Alta Jacko is the mother of eight children. She is also an ordained priest in the Roman Catholic Church. Um, no, she isn't. Her ordination is canonically invalid. She is nothing but a pretend priestess. Sorry, Ms. Jacko, but you can't be a priest any more than the Pope could be a mother. Jacko, 81, no fool like an old fool, eh? who earned her master's degree in pastoral studies from Loyola University, a Jesuit Catholic school, says that being a priest is what she was called to do. Which highlights one of my major complaints about Catholic higher education--it ain't Catholic. All those parents spending wads of debt to send their children through Loyola would have been better off, from a salvation perspective, to send their kids to the local community college while giving them opportunities to volunteer in various solidly Catholic ministries.
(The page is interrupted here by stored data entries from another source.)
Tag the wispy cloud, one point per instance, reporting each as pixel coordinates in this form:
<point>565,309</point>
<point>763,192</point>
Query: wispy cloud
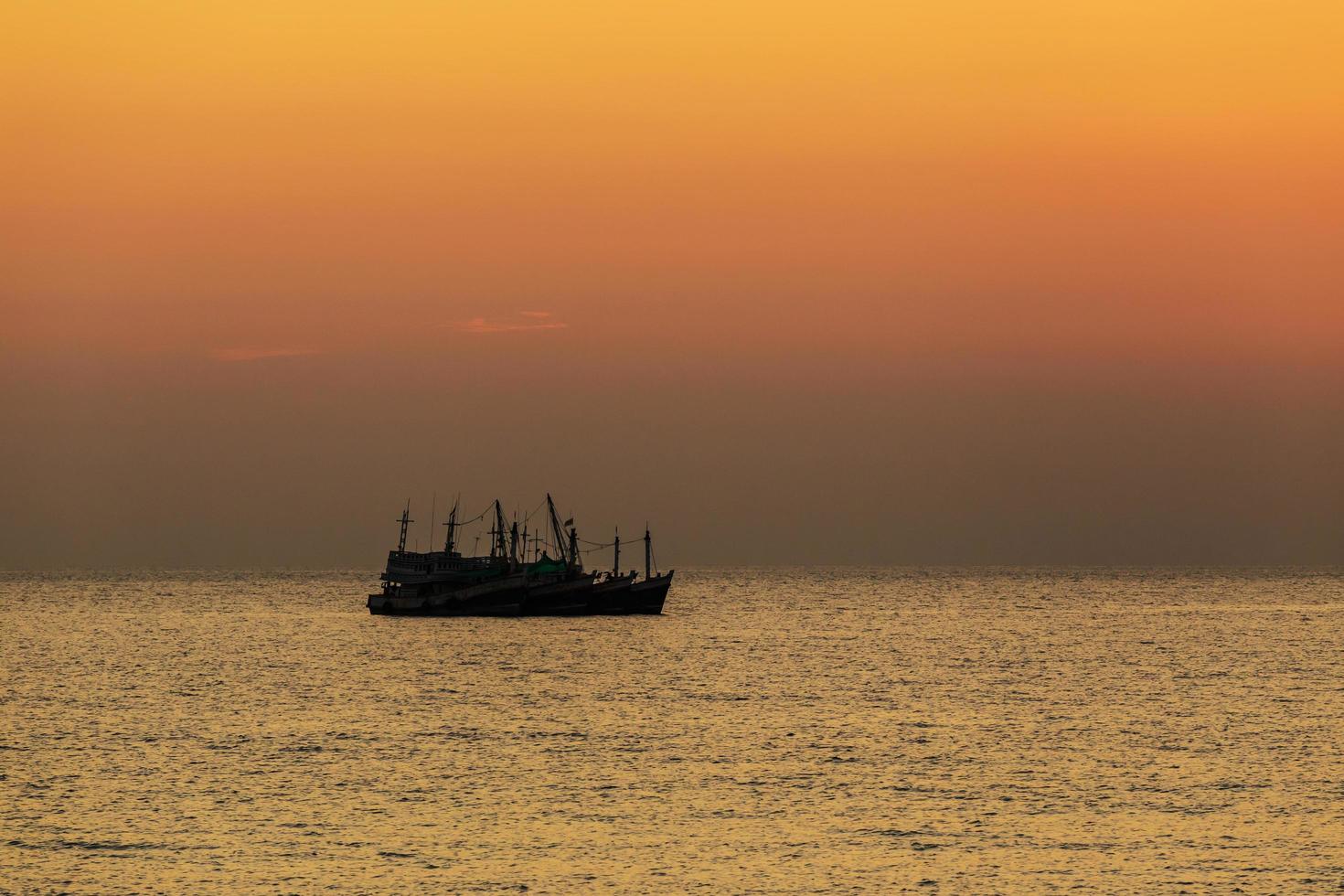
<point>258,354</point>
<point>517,323</point>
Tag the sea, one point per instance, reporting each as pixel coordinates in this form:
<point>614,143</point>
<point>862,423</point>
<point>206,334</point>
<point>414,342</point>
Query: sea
<point>775,731</point>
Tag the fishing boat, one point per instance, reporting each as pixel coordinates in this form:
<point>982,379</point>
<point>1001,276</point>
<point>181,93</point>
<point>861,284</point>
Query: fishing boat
<point>507,583</point>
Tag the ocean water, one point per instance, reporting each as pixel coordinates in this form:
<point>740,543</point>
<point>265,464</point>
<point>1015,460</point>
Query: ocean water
<point>775,731</point>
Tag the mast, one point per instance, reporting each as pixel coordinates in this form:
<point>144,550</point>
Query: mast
<point>557,529</point>
<point>406,520</point>
<point>499,549</point>
<point>452,529</point>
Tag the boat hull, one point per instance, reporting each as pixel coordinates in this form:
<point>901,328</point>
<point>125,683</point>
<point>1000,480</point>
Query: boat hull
<point>649,595</point>
<point>514,595</point>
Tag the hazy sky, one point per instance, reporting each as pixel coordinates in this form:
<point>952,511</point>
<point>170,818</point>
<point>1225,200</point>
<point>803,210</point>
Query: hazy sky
<point>851,283</point>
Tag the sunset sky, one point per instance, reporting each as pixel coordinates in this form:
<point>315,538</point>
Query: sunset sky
<point>852,283</point>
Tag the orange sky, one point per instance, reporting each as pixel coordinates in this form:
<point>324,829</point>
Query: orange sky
<point>763,191</point>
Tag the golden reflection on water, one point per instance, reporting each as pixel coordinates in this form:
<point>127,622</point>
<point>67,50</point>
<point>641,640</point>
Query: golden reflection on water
<point>775,731</point>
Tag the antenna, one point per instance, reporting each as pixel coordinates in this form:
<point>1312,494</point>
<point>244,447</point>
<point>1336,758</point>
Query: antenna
<point>406,520</point>
<point>452,529</point>
<point>433,507</point>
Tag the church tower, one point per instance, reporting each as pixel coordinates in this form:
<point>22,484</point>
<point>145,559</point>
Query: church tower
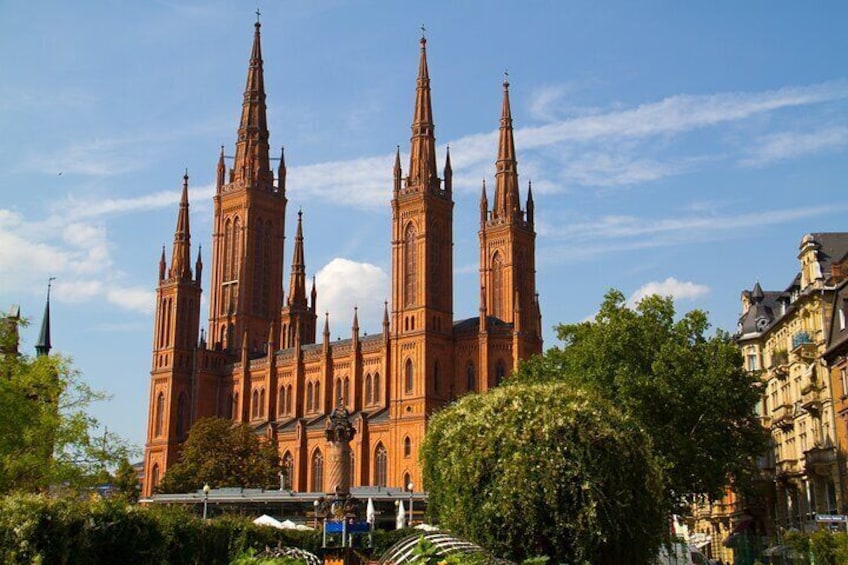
<point>174,347</point>
<point>249,225</point>
<point>298,316</point>
<point>422,273</point>
<point>508,248</point>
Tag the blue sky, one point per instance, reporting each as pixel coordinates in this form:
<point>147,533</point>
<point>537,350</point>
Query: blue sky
<point>682,147</point>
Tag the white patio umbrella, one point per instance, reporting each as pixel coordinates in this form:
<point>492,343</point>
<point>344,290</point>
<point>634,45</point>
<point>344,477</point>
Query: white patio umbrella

Officially, of course, the Catholic Church's canon law 1024 says that only baptized men can receive holy orders. Oh, let's bury this one. Because if you start your article with this one, you're just admitting that your whole article is a bunch of MSM hooey aimed at drumming up controversy where there really isn't any. But there is a movement against the no-women rule, one that began eight years ago when a cluster of renegade male clerics (including a European bishop whose identity the female priests won't reveal in order not to risk his excommunication) ordained see above: no, they didn't; all they did was excommunicate themselves and the women they pretended to ordain the first women. Now, in Jacko's hometown of Chicago, three women have entered into the priesthood. Sigh. Again, no they haven't. If I walk into a Chicago school and declare myself to be a licensed teacher based on a sham license some rogue superintendent gave me...oh, wait--bad example; this is Chicago, after all. But Jacko and these other women still are not priests: deluded, selfish, silly, foolish, anti-Catholic women, sure, but not priests. No matter how many times some half-baked idiot writing for Time declares them to be.